Erstmals haben Wissenschaftler jetzt die Identität eines Mordopfers mit genetischen Methoden festgestellt. Wie das Wissenschaftsmagazin „Nature“ jüngst vermeldete, isolierten englische Forscher genetisches Material aus den Knochen eines Mädchens, das 1981 im Alter von 15 Jahren ermordet wurde. Die Leiche wurde zwar erst acht Jahre später gefunden, dennoch gelang es Alec Jeffreys von der Universität Leicester mit molekularbiologischen Methoden einen „DNA-Fingerabdruck“ zu ermitteln.

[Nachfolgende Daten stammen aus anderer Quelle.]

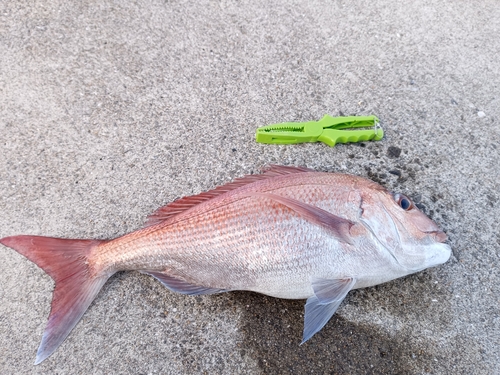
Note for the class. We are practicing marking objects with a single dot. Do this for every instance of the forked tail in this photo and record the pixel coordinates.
(67, 262)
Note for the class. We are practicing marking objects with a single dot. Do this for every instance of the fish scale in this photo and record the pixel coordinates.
(289, 233)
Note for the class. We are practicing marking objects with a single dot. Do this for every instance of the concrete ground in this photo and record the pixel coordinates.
(110, 109)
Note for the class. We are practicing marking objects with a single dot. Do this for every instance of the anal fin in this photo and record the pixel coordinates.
(181, 286)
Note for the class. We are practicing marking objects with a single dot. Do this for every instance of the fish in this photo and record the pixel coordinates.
(289, 232)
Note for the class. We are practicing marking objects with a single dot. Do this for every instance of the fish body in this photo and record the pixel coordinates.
(287, 233)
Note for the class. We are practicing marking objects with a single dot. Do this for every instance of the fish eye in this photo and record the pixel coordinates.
(404, 202)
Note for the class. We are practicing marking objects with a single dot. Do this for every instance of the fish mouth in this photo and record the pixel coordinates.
(438, 235)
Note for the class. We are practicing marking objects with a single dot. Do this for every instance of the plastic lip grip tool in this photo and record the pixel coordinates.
(329, 130)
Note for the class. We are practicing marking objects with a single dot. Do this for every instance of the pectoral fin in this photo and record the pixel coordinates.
(328, 295)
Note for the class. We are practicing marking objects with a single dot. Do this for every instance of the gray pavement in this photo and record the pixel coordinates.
(110, 109)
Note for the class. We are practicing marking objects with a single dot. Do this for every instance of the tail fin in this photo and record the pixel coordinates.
(66, 261)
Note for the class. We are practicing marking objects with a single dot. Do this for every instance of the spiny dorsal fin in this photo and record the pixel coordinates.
(184, 204)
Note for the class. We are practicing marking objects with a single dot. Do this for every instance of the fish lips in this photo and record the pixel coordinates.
(438, 236)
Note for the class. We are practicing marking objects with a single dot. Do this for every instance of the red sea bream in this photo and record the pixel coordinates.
(288, 233)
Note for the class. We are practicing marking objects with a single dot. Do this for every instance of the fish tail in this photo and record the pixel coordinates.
(76, 284)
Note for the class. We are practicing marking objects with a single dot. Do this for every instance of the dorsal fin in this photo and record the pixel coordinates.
(184, 204)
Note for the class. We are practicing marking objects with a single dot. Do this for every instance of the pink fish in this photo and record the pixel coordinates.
(288, 233)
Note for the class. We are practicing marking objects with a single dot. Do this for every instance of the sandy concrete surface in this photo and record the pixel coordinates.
(110, 109)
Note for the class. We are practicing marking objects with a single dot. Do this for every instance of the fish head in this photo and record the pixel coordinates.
(413, 240)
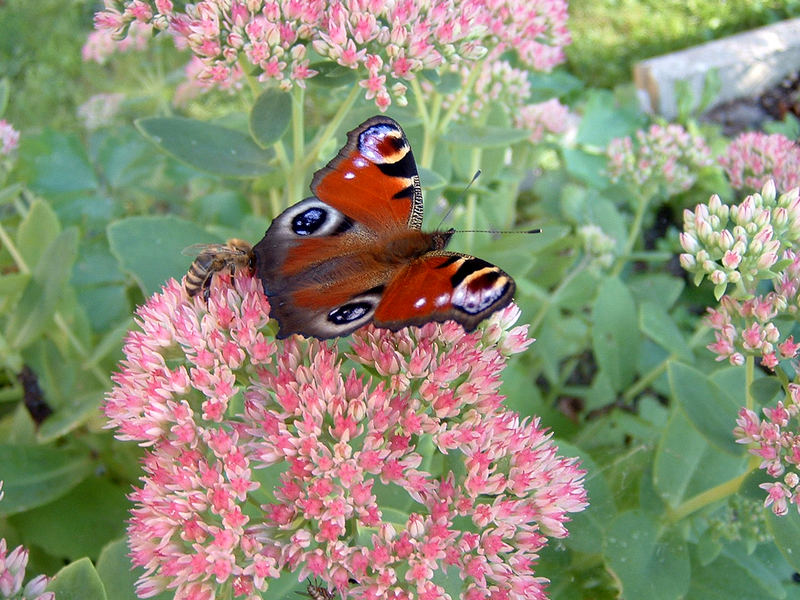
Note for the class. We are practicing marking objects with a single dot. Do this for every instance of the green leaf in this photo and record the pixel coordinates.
(4, 93)
(11, 287)
(603, 120)
(726, 578)
(659, 288)
(78, 581)
(615, 337)
(587, 167)
(119, 575)
(486, 136)
(331, 74)
(686, 464)
(97, 511)
(656, 324)
(35, 475)
(207, 147)
(38, 229)
(56, 163)
(764, 390)
(431, 180)
(150, 247)
(270, 117)
(712, 411)
(647, 560)
(68, 417)
(786, 534)
(43, 292)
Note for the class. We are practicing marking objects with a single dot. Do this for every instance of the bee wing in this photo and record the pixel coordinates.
(198, 249)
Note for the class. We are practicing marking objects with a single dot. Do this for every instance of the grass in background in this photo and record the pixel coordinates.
(609, 36)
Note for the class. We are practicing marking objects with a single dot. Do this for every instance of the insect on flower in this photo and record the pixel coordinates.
(316, 591)
(213, 258)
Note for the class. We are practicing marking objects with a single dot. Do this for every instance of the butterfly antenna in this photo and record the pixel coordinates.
(463, 193)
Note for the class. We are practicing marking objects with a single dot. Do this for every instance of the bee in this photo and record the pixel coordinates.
(213, 258)
(316, 591)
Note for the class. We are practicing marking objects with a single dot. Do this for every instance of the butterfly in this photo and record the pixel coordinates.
(354, 252)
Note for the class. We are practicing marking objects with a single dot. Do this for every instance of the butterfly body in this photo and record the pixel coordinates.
(355, 253)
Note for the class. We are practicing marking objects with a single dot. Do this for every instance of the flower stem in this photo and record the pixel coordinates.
(710, 496)
(58, 318)
(636, 229)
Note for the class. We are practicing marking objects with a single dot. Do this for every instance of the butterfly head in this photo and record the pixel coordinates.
(440, 239)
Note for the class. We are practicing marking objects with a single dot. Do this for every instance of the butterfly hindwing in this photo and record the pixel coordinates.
(374, 178)
(441, 286)
(354, 253)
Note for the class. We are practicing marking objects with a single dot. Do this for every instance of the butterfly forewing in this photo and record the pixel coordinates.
(354, 253)
(373, 179)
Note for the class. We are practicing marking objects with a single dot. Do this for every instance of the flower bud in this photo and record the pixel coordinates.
(689, 242)
(688, 262)
(768, 191)
(718, 277)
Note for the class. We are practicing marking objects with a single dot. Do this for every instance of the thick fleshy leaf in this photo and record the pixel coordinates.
(786, 533)
(686, 464)
(44, 290)
(97, 511)
(78, 581)
(710, 409)
(68, 417)
(208, 147)
(656, 324)
(150, 247)
(647, 560)
(728, 578)
(615, 337)
(486, 136)
(36, 475)
(118, 574)
(270, 116)
(38, 229)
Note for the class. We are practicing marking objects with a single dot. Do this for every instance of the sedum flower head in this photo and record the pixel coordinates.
(776, 442)
(386, 42)
(666, 157)
(754, 158)
(373, 466)
(740, 244)
(12, 574)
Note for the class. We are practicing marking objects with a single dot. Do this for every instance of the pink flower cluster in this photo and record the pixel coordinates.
(663, 157)
(778, 445)
(753, 158)
(740, 244)
(373, 466)
(102, 43)
(12, 574)
(542, 118)
(9, 138)
(388, 42)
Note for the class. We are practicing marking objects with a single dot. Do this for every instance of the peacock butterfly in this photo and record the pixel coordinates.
(354, 252)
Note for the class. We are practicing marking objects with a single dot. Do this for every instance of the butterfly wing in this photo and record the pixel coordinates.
(373, 179)
(316, 260)
(441, 286)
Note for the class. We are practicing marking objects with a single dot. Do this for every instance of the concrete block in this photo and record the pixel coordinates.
(747, 64)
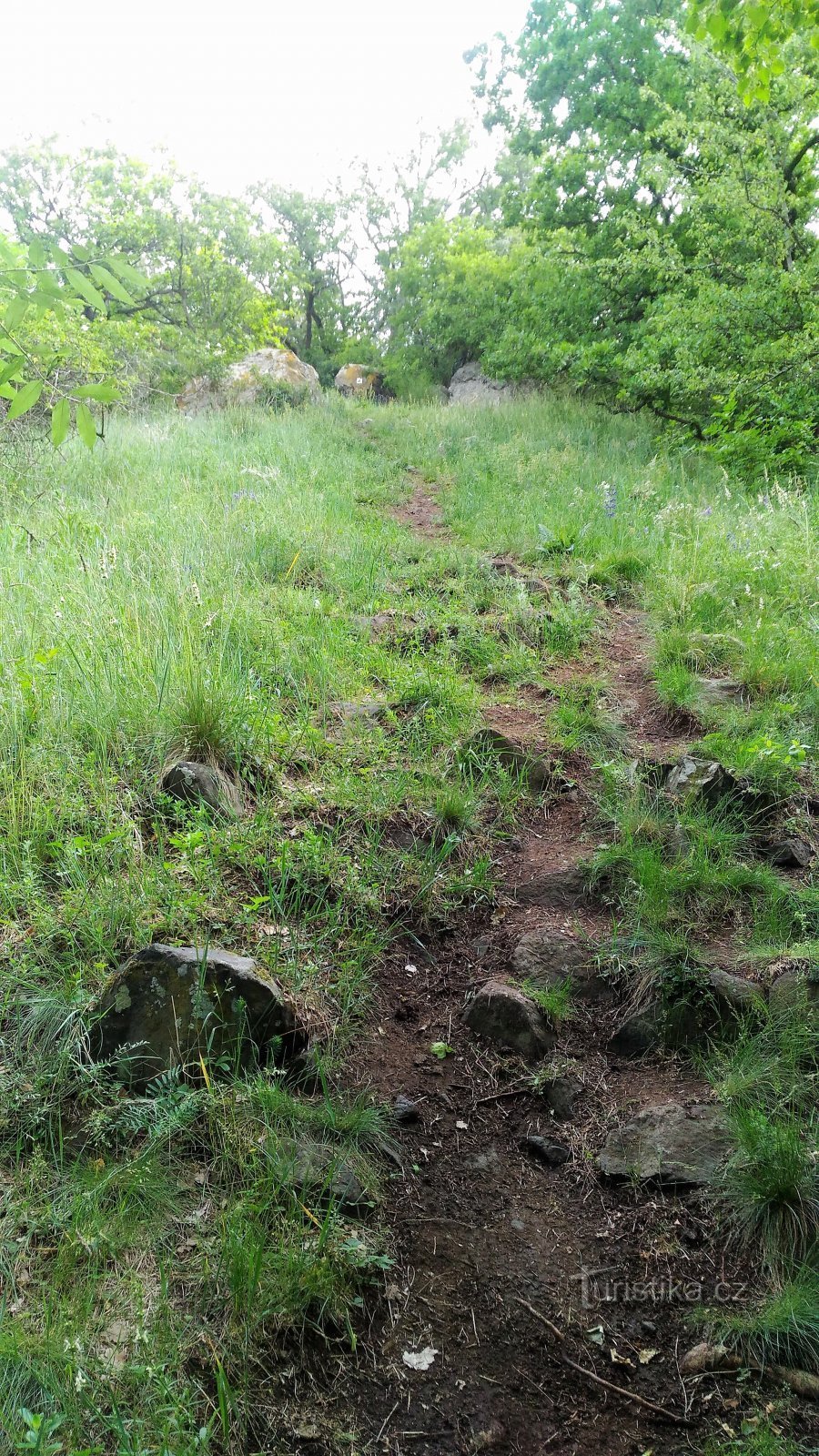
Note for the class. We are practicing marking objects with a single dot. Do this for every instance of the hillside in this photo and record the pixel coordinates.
(519, 695)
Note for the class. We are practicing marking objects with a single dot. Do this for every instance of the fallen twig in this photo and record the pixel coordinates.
(598, 1380)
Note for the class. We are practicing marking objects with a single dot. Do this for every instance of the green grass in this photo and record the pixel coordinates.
(216, 589)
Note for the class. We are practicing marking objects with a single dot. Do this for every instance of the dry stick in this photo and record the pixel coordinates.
(598, 1380)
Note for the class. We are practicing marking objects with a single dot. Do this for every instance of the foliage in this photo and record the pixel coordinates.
(47, 291)
(753, 35)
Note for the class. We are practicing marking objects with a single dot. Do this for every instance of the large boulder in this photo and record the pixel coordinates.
(252, 380)
(172, 1005)
(471, 386)
(504, 1016)
(669, 1145)
(359, 382)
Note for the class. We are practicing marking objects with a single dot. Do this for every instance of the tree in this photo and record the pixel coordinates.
(753, 34)
(676, 217)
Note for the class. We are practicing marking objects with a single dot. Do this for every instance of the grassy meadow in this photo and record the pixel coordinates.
(228, 589)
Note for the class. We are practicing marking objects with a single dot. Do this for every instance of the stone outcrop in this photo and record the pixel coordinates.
(174, 1005)
(511, 1019)
(359, 382)
(203, 784)
(669, 1145)
(471, 386)
(251, 380)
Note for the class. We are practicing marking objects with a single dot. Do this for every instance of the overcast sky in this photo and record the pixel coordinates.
(248, 89)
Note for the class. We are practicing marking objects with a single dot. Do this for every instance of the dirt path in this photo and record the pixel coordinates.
(479, 1223)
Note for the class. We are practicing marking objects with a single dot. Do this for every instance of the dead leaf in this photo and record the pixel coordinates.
(618, 1359)
(419, 1359)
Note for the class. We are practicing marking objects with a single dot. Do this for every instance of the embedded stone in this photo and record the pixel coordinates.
(511, 1019)
(181, 1006)
(671, 1145)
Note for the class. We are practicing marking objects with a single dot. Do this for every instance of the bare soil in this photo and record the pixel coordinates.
(479, 1225)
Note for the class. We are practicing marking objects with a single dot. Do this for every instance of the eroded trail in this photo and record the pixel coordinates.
(455, 1361)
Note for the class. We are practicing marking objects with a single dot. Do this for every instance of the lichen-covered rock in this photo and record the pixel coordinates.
(359, 382)
(732, 995)
(251, 380)
(174, 1005)
(548, 957)
(504, 1016)
(672, 1145)
(538, 772)
(796, 987)
(203, 784)
(471, 386)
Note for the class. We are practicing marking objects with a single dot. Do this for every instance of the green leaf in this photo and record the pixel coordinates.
(16, 310)
(127, 273)
(38, 257)
(104, 392)
(109, 283)
(25, 399)
(11, 369)
(85, 288)
(86, 427)
(60, 422)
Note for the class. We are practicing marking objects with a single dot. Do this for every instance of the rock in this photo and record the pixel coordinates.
(471, 386)
(733, 996)
(561, 1094)
(557, 888)
(482, 1162)
(548, 958)
(251, 382)
(716, 692)
(171, 1005)
(203, 784)
(506, 1016)
(796, 987)
(544, 1149)
(359, 382)
(790, 854)
(538, 772)
(324, 1177)
(405, 1111)
(695, 776)
(669, 1143)
(640, 1031)
(368, 710)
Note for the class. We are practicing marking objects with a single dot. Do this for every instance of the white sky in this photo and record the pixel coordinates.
(244, 91)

Bei dieser Methode wird die Tatsache genutzt, daß keine zwei Menschen völlig identisches Erbmaterial tragen – eineiige Zwillinge ausgenommen. Daher entstehen beim Zerteilen des Erbmaterials im Labor Bruchstücke charakteristischer Länge, die sich nach mehreren Arbeitsgängen in Form eines Bandenmusters darstellen lassen, ähnlich der Strichcodes, die sich auf Buchrückseiten, Milchtüten und Konservenbüchsen befinden.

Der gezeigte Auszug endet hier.